Hi,
We have 10 node cluster running in production. Out of 10 nodes,1 node had performance problems and was shutdown. When it was added back to the cluster we have noticed that once the migrations start, other nodes ASD process has been terminated with following error:
Oct 07 2015 19:33:17 GMT: WARNING (as): (signal.c::161) SIGSEGV received, aborting Aerospike Community Edition build 3.6.1 os el6-------
Before the crash, we see following message
Oct 07 2015 22:25:32 GMT: INFO (paxos): (paxos.c::2410) CLUSTER INTEGRITY FAULT. [Phase 1 of 2] To fix, issue this command across all nodes:dun:nodes=bb9f9dd5f290c00,bb9c14a8b565000,bb996068b565000,bb9786f8b565000,bb9607a3f290c00,bb917e213290c00,bb91193a1290c00,bb90c18b1290c00,bb9061f8b565000
This is really concerning. We would love to learn and know how can we avoid this situation.
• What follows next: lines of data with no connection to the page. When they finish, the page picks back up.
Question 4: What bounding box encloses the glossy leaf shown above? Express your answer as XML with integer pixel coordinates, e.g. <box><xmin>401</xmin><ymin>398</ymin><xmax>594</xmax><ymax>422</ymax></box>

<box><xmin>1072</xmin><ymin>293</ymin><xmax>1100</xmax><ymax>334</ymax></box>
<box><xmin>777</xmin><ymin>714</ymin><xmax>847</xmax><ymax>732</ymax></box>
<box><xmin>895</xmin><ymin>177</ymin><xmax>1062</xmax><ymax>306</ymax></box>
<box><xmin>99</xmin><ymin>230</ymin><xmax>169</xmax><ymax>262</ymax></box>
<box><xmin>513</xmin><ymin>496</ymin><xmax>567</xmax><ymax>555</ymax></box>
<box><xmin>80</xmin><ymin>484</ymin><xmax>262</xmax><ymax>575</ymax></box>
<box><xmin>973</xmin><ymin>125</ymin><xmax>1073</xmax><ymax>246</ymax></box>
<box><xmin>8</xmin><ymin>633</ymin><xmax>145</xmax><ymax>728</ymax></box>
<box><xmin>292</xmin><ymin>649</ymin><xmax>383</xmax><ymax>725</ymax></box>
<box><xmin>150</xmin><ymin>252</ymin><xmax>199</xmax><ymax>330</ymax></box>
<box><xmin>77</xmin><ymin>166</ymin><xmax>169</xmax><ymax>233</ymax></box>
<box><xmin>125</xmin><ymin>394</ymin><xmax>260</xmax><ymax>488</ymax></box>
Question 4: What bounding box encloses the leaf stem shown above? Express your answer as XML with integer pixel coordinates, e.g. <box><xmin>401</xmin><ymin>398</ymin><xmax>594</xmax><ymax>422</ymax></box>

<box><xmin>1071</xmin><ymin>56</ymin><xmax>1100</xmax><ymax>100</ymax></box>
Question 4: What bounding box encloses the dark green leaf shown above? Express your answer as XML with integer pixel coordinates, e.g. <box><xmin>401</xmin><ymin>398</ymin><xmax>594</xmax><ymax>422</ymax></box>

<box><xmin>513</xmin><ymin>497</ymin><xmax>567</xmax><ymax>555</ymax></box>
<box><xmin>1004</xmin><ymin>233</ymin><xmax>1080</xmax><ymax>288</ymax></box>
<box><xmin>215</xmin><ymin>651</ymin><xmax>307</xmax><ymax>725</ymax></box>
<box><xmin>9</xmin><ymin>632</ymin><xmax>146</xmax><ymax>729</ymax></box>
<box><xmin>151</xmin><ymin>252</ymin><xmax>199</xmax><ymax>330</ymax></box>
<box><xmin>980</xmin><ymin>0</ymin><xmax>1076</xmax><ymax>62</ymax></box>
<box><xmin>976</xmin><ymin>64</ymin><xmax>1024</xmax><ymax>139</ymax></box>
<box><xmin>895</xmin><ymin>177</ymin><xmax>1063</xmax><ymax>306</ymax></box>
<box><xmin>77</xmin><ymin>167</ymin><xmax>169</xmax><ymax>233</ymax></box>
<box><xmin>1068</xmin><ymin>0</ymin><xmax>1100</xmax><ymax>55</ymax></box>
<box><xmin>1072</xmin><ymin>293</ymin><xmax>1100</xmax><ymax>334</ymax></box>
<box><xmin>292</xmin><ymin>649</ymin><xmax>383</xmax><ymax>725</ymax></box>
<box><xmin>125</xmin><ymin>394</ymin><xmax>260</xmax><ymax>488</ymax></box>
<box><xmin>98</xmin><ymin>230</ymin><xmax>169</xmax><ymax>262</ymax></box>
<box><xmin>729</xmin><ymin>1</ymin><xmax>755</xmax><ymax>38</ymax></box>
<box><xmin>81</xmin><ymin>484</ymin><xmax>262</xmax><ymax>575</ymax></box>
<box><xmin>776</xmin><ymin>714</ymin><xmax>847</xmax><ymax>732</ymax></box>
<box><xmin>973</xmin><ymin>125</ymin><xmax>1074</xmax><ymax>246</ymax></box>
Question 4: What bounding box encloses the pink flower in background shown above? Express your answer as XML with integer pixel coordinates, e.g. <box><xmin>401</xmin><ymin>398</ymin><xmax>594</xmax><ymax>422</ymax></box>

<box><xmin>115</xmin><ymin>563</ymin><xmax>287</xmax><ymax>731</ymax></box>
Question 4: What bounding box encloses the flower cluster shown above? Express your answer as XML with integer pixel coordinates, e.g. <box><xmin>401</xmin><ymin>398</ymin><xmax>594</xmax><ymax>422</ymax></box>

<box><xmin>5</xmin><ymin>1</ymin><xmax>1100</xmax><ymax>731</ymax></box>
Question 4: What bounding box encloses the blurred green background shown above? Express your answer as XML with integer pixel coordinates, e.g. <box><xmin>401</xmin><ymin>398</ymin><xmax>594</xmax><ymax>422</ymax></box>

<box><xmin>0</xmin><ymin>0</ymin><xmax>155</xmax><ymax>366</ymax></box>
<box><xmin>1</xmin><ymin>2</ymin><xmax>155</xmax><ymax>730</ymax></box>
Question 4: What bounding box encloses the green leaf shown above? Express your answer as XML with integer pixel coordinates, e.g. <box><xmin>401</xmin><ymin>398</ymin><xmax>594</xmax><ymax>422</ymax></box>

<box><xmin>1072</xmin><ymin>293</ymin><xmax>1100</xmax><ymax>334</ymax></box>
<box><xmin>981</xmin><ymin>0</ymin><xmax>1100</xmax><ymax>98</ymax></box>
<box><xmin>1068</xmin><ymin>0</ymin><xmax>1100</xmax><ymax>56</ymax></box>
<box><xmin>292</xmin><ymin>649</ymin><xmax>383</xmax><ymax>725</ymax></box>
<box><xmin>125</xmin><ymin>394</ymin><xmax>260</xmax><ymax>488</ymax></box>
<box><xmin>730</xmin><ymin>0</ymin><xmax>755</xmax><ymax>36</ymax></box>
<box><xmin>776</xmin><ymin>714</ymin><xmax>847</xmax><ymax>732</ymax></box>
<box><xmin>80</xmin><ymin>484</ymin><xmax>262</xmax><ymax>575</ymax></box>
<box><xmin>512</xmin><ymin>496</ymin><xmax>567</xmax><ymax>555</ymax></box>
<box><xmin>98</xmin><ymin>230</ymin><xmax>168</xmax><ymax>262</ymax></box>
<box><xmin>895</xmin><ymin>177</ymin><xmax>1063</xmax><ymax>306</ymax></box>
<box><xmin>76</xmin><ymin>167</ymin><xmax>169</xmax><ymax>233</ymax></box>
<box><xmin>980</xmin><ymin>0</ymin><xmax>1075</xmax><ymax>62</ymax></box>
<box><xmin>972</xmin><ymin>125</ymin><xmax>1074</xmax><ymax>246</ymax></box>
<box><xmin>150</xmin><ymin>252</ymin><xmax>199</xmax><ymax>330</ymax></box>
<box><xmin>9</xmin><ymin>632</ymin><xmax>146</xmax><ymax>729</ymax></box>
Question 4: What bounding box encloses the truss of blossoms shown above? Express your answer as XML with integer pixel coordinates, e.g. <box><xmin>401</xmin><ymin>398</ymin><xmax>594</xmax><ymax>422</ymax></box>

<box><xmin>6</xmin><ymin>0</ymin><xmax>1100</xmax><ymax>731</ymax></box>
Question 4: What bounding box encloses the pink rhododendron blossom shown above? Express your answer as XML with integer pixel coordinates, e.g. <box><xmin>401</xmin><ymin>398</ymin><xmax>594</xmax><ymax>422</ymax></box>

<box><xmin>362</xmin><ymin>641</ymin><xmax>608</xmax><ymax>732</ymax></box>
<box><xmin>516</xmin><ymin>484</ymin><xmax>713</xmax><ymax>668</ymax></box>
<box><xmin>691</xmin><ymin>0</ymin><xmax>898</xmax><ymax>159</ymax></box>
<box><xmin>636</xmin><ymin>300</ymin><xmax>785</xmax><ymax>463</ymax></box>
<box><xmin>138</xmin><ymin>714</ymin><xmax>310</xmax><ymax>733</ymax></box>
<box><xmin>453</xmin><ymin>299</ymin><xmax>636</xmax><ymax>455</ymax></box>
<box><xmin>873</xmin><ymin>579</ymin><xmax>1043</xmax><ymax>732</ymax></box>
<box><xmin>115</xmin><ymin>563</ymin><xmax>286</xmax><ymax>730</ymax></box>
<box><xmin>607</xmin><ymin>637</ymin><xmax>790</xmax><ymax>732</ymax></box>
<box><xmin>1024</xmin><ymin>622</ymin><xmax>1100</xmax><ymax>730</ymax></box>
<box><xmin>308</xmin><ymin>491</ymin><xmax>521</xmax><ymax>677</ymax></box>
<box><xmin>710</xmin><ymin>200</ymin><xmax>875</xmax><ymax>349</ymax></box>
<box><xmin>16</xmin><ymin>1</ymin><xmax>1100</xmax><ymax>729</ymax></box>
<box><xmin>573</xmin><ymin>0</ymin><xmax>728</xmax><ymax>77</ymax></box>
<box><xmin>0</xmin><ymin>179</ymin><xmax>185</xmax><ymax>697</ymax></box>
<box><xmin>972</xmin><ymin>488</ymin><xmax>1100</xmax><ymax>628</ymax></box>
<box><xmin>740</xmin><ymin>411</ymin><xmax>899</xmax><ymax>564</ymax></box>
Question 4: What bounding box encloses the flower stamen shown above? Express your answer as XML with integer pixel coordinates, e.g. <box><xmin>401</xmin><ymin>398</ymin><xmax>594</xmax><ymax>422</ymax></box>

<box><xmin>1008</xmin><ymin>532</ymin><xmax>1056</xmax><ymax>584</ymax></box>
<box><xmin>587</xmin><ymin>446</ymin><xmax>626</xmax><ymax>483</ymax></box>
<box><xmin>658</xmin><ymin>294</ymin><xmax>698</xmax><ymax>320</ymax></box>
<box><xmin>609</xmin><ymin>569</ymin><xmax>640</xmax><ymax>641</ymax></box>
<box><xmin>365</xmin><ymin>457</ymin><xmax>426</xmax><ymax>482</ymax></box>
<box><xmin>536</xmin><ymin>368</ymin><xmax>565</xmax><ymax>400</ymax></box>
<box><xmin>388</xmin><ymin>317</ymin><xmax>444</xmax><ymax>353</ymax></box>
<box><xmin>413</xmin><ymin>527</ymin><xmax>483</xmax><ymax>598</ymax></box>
Atleast, the problematic node should not force other aerospike process to go down.
We just released Aerospike Server Community Edition v3.6.2, which fixes a regression found in 3.6.0 and 3.6.1 where the server would crash during migrations while processing batch requests.
Will you please upgrade to 3.6.2 and let us know whether you are still experiencing this issue?
Hi,
I just upgraded my test cluster to the latest 3.6.2 (enterprise) since we saw same issue in our lab with 3.6.1
After the upgrade, service starts, but when I try asadm it errors in each node like this:
[root@host-192-168-1-15 bin]# ./asadm
Traceback (most recent call last):
File "/usr/lib64/python2.6/runpy.py", line 122, in _run_module_as_main
"__main__", fname, loader, pkg_name)
File "/usr/lib64/python2.6/runpy.py", line 34, in _run_code
exec code in run_globals
File "./asadm/__main__.py", line 15, in <module>
File "./asadm/asadm.py", line 26, in <module>
File "./asadm/lib/controller.py", line 15, in <module>
File "./asadm/lib/controllerlib.py", line 16, in <module>
File "./asadm/lib/cluster.py", line 17, in <module>
File "./asadm/lib/node.py", line 463
result = {node.node_id for node in c.nodes.values()}
^
SyntaxError: invalid syntax
All other tools seem to run fine (aql, asmonitor, ascli, asinfo).
thanks for your response
-wilson
I obviously used that same tools package bundled in the enterprise tarball, it matches the 3.6.2.1 version.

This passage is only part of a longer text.